G.                               La copropriété par étages rue (…) 1-2 (plus loin : la copropriété) a formé appel de la décision précitée, par pli recommandé du 18 mai 2020. Elle conclut à son annulation et à ce que le Tribunal cantonal ordonne « une expertise de preuves à futur au sens des articles 158 al. 1 litt. A CPC et 367 al. 2 CO contre Y2.________ SA et Y1.________», dont les frais seraient avancés par l’appelante, avec droit de répétition dans une future procédure « en dommages-intérêts » contre les intimés.

                        En substance, l’appelante invoque une violation de son droit d’être entendue, les intimés ayant nié leur qualité pour défendre et soulevé « ainsi une question juridique trop complexe pour être traitée par écrit » et le juge n’ayant pas imparti aux copropriétaires un délai pour déposer leurs moyens de preuves, en leur notifiant la réponse des intimés. Sur le fond, elle conteste la validité de la cession des droits de garantie mentionnée dans les contrats de vente, dès lors que les cédants n’ont pas fourni aux acquéreurs la liste des maîtres d’état ayant participé à la construction, comme ils s’y engageaient aussi dans lesdits contrats. Enfin, l’appelante fait valoir un abus manifeste de droit de la part de Y2.________ SA qui se déclare non concernée par les défauts, après avoir proposé elle-même une expertise en 2016 – refusée par les copropriétaires dès lors qu’elle n’aurait eu « aucune force coercitive, ce qui n’est pas le cas d’une expertise judiciaire » -, et après s’être beaucoup impliquée, tout comme Y1.________, « dans les affaires de la copropriété ». Elle souligne que la société holding F.________ SA – dont elle dépose l’acte constitutif −, propriété de l’intimé Y1.________, regroupe tant Y2.________ SA que J.________ SA et C.________ SA, entreprises citées dans la décision attaquée. Quant à I.________ SA, le premier juge la tient pour responsable potentiel des défauts, sans avoir administré la moindre preuve, pour un ouvrage dont Y2.________ SA admettait être à l’origine des plans d’exécution. Il n’est d’ailleurs pas interdit de requérir une preuve à futur « sans impliquer d’entrée de cause toutes les parties ».

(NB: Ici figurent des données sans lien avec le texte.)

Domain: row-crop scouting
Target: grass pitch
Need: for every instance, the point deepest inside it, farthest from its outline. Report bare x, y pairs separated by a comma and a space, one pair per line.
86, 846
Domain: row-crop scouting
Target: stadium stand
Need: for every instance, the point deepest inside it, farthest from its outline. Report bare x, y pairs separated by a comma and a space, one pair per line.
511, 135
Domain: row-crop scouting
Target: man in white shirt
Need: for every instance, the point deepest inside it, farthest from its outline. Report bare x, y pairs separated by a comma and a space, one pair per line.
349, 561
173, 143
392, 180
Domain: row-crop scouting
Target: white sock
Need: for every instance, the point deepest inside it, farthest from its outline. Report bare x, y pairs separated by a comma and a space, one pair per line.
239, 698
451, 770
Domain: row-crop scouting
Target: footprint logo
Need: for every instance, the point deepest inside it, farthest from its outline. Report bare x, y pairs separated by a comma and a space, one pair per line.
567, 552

H.                               Les intimés, désormais représentés, concluent principalement au rejet intégral de l’appel et, subsidiairement, à l’admission de leurs questions complémentaires, le tout avec suite de frais et dépens. Ils contestent toute complexité de la cause qui aurait imposé la tenue d’une audience et rappellent qu’en procédure sommaire, les parties n’ont pas, selon la jurisprudence, le droit de s’exprimer deux fois (le droit de réplique ne permettant pas l’allégation de faits ni l’invocation de moyens de preuve nouveaux). Ils estiment nouvelle en appel, et donc irrecevable, l’affirmation selon laquelle l’appelante n’aurait pas reçu la liste des maîtres d’état ayant participé à la construction (affirmation totalement fausse d’ailleurs, à leurs yeux, vu notamment du tableau récapitulatif des défauts établi par le propre mandataire de l’appelante). En ce qui concerne le grief d’abus de droit, les intimés indiquent que Y2.________ SA a recherché une solution amiable, dans le cadre de son devoir d’assistance, mais que cela ne lui impose pas de devoir répondre ensuite à une procédure judiciaire de preuve à futur. L’argument lié à la réunion des différentes sociétés concernées au sein d’une holding est, lui aussi, nouveau et irrecevable, comme la preuve déposée à ce sujet. Quoi qu’il en soit, ajoutent les intimés, les sociétés en cause sont juridiquement distinctes et il n’y a aucune raison de les confondre s’agissant de la garantie des défauts. Le fait que Y2.________ SA ait réalisé la conception des chéneaux est invoqué pour la première fois en appel et aucun avis de défaut n’a jamais été donné à ce titre. Enfin, l’absence de toute argumentation, dans l’appel, au sujet de la qualité pour défendre de Y1.________ donne à penser que l’appelante admet la décision à cet égard.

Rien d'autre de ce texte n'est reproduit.